In many situations public relations practitioners and academics are isolated from each other. I’ve experienced this first-hand; graduating from a public relations degree in 2012 which was 80% theoretical, to working for a number of organisations who seek experience.
On my career journey I can count on one hand how many practitioners I met who had an in-depth knowledge of the industry’s theory and could apply this to working day examples. This isn’t to say unless you understand the theory you can’t carry out good work, but it does present a number of difficulties (in my mind):
- Areas of contention remain without absolution (e.g. debate over AVEs)
- The stagnation of popular theories (mostly from the 80s) as they are not challenged in a digital environment
- The PR skills gap (are courses teaching the correct skills? Are we attracting the right talent?)
Most importantly, practitioners and academics can learn from each other.
To plug this gap the Chartered Institute of Public Relations (CIPR) has started a Facebook Group community which 72 hours later boasts 250+ members, 100s comments, and 15,000+ words. The project was initiated by Stephen Waddington who explains in his blog post why cooperation between academia and practice is needed.
One of the initial barriers to entry I can see for practitioners and academics alike is the time it takes to debate these issues. If you’re working 50+ hour weeks it can be difficult fitting anything else extra in – I’m not sure how many have found the time already. Anyway, on the train home last night I contributed the following:
It’s thanks to the genius of David Phillips and Richard Bailey that I’m a practitioner today – it feels good to be contributing to these discussions and my primary focus is continuing to build digital practices into the workflow of PR. This includes testing theory to work in digital contexts, securing the future of PR through upskilling workforce/students, and challenging the ‘traditional’ practice areas of PR in the marketing communications mix.
In exploring the relationship between academia and practitioner I believe I can offer a fresh perspective to this group having been a recent grad of the CIPR Approved Course system (2012). It may be due to my particular skillset, but my contribution to agencies has so far been the result of my technical skills; network analysis, website builds, data analysis/measurement, etc.
In this sense I’ve contributed towards client work by providing agencies skillsets that are traditionally ‘new’ but none of these skills were taught on my PR course. Why? Probably because when the course was designed these skills were not a requirement. Not to say that the degree was meaningless, I apply it every working day – but I felt the gap was with the course. Having said that my dissertation was on semantic analysis…

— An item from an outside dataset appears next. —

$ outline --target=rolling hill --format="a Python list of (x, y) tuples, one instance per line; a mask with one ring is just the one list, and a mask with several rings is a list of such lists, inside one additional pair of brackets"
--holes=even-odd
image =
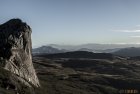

Grads need new skills and increasingly this is more about the whole marcomms mix than just media relations. If we’re trying to bridge the divide between theory and practice, let’s make an effort to apply this to digital practice areas as well.
Before any smart readers flag it I’m aware that part of the industry’s problem may be a semantic one; we really shouldn’t be defining practitioners and academics as separate groups. I consider myself both, and the best academics I’ve met have a solid track record of advising organisations.